Lembro como se fosse hoje, apesar de já ter se passado 8 anos, o dia em que minha ex namorada chegou em casa com o disco AGRIDOCE (projeto paralelo da cantora Pitty com o guitarrista Martin Mendonça), para me dar de presente de natal. Fiquei fascinado. Tudo naquele disco me prendia: Uma Pitty que eu não estava acostumado a ouvir; Martin, agora também, no vocal; um trabalho tão rústico e ao mesmo tempo de uma delicadeza sem fim.

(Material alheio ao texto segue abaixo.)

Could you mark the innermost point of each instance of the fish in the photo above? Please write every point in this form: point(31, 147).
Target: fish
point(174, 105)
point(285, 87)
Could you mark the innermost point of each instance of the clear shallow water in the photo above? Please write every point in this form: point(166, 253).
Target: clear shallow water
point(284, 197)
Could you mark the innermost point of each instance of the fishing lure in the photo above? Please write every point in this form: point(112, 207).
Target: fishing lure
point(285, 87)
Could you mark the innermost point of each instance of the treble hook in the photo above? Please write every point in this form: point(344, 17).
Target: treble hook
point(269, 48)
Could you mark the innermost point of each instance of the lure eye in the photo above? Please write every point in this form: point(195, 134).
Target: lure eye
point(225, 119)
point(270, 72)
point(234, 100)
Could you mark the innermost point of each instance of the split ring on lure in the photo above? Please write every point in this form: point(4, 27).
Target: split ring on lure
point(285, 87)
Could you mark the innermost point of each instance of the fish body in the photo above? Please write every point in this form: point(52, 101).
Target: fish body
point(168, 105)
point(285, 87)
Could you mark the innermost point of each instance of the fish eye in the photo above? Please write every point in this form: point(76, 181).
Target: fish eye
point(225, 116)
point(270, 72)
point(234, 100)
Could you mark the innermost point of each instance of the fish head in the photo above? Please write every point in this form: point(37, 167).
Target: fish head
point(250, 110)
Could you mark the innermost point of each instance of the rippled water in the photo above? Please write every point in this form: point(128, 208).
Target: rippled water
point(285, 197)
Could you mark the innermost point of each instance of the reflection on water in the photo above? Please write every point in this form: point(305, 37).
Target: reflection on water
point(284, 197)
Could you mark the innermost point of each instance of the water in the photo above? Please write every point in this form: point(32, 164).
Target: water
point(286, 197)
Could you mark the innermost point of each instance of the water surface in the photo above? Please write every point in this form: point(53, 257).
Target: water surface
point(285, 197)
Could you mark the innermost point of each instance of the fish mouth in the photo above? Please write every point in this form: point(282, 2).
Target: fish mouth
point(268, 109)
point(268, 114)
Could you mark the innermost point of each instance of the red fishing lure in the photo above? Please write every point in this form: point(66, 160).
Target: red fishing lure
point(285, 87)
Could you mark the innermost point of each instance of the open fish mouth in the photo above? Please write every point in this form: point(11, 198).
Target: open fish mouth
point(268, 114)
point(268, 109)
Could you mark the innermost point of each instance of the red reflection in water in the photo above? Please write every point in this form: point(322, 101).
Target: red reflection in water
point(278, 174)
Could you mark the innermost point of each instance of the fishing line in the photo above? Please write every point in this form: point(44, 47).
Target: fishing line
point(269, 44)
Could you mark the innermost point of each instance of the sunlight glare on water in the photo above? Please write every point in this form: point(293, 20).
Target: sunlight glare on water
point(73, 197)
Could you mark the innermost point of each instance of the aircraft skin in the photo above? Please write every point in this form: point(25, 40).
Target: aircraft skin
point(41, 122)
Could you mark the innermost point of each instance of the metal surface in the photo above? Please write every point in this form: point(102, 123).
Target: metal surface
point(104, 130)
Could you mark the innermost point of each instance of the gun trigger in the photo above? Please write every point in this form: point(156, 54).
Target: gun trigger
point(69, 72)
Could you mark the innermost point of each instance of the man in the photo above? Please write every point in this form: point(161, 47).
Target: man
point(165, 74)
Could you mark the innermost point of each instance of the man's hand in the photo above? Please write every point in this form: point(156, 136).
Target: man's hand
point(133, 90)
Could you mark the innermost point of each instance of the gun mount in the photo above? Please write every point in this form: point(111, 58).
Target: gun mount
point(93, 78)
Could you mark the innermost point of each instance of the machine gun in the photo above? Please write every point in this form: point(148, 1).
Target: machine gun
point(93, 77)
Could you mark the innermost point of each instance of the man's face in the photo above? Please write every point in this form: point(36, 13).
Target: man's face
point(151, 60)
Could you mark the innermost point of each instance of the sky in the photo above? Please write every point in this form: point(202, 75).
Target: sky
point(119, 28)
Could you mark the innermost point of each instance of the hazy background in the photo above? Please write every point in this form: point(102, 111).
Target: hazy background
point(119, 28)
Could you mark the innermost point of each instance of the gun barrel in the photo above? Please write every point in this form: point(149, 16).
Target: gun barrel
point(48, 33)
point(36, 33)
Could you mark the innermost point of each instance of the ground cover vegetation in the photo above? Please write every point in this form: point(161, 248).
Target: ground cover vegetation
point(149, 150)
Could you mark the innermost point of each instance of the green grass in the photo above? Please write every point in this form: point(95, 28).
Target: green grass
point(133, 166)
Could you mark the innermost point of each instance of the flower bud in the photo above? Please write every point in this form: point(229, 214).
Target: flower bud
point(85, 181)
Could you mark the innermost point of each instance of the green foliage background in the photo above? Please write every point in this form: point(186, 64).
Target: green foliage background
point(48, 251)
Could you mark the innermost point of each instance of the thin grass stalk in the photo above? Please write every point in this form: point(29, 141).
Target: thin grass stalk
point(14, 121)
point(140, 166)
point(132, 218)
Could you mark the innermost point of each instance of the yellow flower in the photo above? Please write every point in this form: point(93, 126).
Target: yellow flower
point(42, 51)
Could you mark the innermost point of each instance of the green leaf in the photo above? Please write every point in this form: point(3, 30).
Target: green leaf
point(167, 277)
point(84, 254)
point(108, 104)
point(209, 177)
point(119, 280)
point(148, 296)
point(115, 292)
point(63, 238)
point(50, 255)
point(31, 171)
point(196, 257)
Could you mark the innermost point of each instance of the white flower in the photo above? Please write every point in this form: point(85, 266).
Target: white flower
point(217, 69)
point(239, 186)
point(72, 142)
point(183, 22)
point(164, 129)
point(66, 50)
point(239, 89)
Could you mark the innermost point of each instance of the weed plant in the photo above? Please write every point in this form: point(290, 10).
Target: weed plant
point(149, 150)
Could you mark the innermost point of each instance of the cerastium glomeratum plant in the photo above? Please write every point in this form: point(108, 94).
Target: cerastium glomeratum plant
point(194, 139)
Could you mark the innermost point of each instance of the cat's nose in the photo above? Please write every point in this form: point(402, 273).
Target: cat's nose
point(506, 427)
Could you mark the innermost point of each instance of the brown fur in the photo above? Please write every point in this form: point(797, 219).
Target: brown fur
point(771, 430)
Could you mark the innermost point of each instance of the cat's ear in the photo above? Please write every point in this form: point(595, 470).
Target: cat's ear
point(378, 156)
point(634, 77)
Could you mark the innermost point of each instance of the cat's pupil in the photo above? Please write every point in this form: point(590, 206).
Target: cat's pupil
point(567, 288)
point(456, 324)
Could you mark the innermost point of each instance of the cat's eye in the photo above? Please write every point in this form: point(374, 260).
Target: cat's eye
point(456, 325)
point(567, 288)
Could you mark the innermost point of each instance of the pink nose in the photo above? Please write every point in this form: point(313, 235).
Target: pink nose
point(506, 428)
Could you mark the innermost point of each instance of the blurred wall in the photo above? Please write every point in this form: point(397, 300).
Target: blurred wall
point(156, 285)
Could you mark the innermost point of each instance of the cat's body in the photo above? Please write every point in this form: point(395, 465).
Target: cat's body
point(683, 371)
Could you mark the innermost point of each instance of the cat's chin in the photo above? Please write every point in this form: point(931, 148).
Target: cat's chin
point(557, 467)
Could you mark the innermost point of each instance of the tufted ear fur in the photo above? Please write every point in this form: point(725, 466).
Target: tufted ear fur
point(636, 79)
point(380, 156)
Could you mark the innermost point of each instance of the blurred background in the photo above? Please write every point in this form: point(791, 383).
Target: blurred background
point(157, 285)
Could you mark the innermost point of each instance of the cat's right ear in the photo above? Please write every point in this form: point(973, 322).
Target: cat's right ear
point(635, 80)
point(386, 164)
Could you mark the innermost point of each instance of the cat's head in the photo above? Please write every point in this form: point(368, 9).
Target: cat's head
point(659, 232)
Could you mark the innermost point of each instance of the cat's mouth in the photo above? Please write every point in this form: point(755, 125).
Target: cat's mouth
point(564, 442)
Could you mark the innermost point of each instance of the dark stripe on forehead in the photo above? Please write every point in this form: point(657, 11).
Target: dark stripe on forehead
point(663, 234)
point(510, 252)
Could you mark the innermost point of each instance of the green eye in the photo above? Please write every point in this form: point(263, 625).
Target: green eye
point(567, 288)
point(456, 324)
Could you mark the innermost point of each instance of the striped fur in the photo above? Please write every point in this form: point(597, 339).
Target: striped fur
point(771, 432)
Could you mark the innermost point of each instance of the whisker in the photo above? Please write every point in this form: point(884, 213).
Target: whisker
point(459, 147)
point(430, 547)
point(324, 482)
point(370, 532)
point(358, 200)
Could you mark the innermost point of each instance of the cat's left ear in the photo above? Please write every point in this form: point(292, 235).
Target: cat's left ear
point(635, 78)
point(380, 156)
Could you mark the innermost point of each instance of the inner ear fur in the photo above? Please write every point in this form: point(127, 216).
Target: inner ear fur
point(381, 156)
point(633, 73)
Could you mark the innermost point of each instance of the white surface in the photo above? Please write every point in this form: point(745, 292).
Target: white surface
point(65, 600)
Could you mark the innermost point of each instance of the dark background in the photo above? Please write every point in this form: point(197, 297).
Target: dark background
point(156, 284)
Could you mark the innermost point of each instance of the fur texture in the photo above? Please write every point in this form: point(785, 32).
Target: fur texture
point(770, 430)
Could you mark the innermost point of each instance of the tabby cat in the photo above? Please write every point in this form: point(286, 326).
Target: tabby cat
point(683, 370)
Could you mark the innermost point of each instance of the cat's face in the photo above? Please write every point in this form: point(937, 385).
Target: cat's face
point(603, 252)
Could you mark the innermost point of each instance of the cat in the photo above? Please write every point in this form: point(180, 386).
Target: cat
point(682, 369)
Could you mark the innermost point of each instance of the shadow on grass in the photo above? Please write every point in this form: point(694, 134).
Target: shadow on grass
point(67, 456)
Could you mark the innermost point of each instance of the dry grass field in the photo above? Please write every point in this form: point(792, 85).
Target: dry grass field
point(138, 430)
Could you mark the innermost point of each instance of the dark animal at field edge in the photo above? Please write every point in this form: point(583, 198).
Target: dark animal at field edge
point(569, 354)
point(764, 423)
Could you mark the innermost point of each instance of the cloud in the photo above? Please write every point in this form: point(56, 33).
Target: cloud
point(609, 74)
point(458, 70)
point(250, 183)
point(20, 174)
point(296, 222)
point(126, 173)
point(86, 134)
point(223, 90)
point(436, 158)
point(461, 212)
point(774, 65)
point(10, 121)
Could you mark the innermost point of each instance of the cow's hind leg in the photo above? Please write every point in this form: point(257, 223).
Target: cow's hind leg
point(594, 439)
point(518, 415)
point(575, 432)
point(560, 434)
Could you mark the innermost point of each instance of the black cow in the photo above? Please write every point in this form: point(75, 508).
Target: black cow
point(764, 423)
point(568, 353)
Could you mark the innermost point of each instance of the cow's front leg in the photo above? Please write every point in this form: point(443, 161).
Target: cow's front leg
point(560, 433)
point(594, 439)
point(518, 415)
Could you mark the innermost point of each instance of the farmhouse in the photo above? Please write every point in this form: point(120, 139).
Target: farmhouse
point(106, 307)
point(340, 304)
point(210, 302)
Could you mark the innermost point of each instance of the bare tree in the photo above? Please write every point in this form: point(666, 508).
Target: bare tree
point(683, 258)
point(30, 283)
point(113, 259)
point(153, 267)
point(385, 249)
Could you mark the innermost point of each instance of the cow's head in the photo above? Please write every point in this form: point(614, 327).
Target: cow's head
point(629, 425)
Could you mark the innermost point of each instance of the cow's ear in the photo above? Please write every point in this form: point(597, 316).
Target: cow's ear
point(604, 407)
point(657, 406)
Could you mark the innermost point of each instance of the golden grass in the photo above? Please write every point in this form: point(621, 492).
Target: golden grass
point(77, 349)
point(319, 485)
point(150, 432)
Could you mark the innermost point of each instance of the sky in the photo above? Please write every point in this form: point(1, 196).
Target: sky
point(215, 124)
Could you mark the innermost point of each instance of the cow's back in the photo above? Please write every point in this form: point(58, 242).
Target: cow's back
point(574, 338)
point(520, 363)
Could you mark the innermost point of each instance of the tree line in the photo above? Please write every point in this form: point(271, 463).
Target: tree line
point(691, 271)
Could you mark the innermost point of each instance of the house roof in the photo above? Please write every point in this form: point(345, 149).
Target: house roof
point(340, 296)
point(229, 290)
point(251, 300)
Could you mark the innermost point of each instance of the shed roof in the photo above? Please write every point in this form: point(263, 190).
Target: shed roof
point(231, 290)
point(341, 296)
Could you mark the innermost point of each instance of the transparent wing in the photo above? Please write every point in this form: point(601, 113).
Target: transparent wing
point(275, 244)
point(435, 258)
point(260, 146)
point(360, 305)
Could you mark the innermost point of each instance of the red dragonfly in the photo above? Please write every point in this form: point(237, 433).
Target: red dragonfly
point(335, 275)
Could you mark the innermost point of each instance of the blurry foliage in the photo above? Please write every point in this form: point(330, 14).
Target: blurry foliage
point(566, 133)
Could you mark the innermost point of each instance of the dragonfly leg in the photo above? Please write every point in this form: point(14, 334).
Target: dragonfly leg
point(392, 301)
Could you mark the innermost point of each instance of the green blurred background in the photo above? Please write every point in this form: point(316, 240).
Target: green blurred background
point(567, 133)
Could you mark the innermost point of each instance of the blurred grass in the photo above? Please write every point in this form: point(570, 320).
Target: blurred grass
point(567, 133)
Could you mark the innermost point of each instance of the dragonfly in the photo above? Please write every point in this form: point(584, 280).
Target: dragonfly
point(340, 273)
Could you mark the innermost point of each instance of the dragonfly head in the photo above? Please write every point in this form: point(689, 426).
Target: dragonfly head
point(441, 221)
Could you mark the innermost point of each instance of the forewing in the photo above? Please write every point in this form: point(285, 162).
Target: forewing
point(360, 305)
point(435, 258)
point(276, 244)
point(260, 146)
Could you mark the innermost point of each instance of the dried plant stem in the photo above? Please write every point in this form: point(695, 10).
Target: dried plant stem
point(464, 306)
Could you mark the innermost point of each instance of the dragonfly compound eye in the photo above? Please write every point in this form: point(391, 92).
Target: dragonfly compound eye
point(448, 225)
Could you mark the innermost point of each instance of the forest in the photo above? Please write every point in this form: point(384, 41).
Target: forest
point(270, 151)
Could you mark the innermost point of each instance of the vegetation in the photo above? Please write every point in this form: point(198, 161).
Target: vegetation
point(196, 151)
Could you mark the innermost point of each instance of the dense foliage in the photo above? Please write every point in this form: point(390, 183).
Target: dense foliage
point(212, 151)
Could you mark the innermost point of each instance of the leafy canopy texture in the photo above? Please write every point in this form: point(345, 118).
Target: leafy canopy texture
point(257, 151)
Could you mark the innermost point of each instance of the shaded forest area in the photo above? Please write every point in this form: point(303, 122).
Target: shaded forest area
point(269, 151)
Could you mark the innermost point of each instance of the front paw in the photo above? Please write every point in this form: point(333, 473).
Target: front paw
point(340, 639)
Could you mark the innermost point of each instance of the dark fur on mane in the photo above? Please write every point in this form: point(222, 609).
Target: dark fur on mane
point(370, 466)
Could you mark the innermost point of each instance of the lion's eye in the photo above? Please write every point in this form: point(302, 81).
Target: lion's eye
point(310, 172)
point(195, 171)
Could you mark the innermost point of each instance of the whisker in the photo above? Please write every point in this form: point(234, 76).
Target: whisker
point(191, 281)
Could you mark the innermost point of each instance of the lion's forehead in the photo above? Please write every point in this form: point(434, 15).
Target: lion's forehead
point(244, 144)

Naquela euforia de ter um disco novo para desbravar, algo conseguiu prender a minha atenção TANTO QUANTO o som: as fotografias do encarte. Diferente de tudo o que eu estava acostumado a ver, o encarte era formado por muitas fotos, mas não era só isso, cada fotografia, na sua essência e beleza, me levavam pra dentro daquele lugar incrível que mais tarde descobri ser uma casa na Serra da Cantareira.

Eu tinha 20 anos de idade e estava completamente perdido em relação ao que eu gostaria de fazer profissionalmente. Ao ver as fotos [do encarte], lembro de achar muito louca essa capacidade de alguém conseguir transmitir tantas emoções através da fotografia, assim como na música e na arte de modo geral. Foi como se naquele dia eu tivesse entendido de fato o poder da fotografia. Voilà!
Quero ser fotógrafo!

Pesquisei pelo fotógrafo, descobri que se chamava Otavio Sousa. Dei uma boa vasculhada nos trabalhos dele, dei um google, achei blog, fotolog, e em tudo o que eu encontrava, eu via muita sensibilidade, muita emoção, achei tudo de uma força muito grande, que mexeu muito comigo de uma forma muito incomum.

Juntei minha grana, comprei minha primeira “filha”, uma Canon T3i (que se aposentou oficialmente no mês passado, dando espaço pra minha Canon 6D, que é o meu novo xodó), fiz aulas de fotografia na faculdade e comecei a fotografar. Em cada trabalho que eu realizava, meu objetivo sempre era tentar fazer com que o cliente olhasse para as minhas fotos, com o mesmo brilho nos olhos que eu fiquei quando vi as fotos de Agridoce pela primeira vez.

Os anos se passaram, milhares de clicks foram feitos, mas eu ainda sentia a necessidade de me aprofundar ainda mais na fotografia. Iniciei um curso super bacana, que, com certeza abriu muito a minha cabeça e expandiu o meu olhar. Entre uma aula e outra, fiquei sabendo que o trabalho de conclusão do curso era falar sobre um fotógrafo que eu admire/me inspire fazer uma releitura de algum trabalho do mesmo. Na hora fui levado para 2011, no momento exato em que ganhei meu disco e me deparei com todas aquelas fotos que modificaram completamente a minha existência e me transformaram no que eu hoje sou.

Procurei o Otavio na internet, na esperança de conseguir trocar pelo menos algumas mensagens, pedir algumas informações sobre a sua trajetória profissional, poder agradecer brevemente pela importância dele na minha vida, tentando não parecer um maluco que chega do nada e diz: “oi, 8 anos atrás conheci seu trabalho e através dele também passei a me conhecer”, mas o que eu obtive foi uma experiência super deliciosa: Otávio, foi extremamente gentil e solicito, me passou seu telefone e tivemos 45 minutos de uma conversa super gostosa e enriquecedora, como se estivéssemos numa mesa de bar, falando sobre a vida. Eu ainda quero muito ser amigo desse cara, e, de fato, tomar umas cervejas com ele, que ser humano foda, senhoras e senhores!

Foi uma das paradas mais “black mirror” que eu já vivi. Muito louco olhar pra traz e perceber que um trabalho tão bonito feito pelo Otavio Sousa, teve uma influência tão grande na minha vida e modificou completamente o meu ser. Mais louco ainda ter tido a sorte de ter compartilhado tudo isso com ele [Otávio]. Nossas digitais não se apagam das vidas que tocamos.

O que teria sido de mim se não tivesse ganhado aquele disco e me deparado com aquelas fotos? Onde será que eu estaria hoje? Quem estaria aqui agora? Nunca saberemos. Só posso agradecer ao universo, ao Otávio e ao efeito borboleta que me trouxeram até aqui.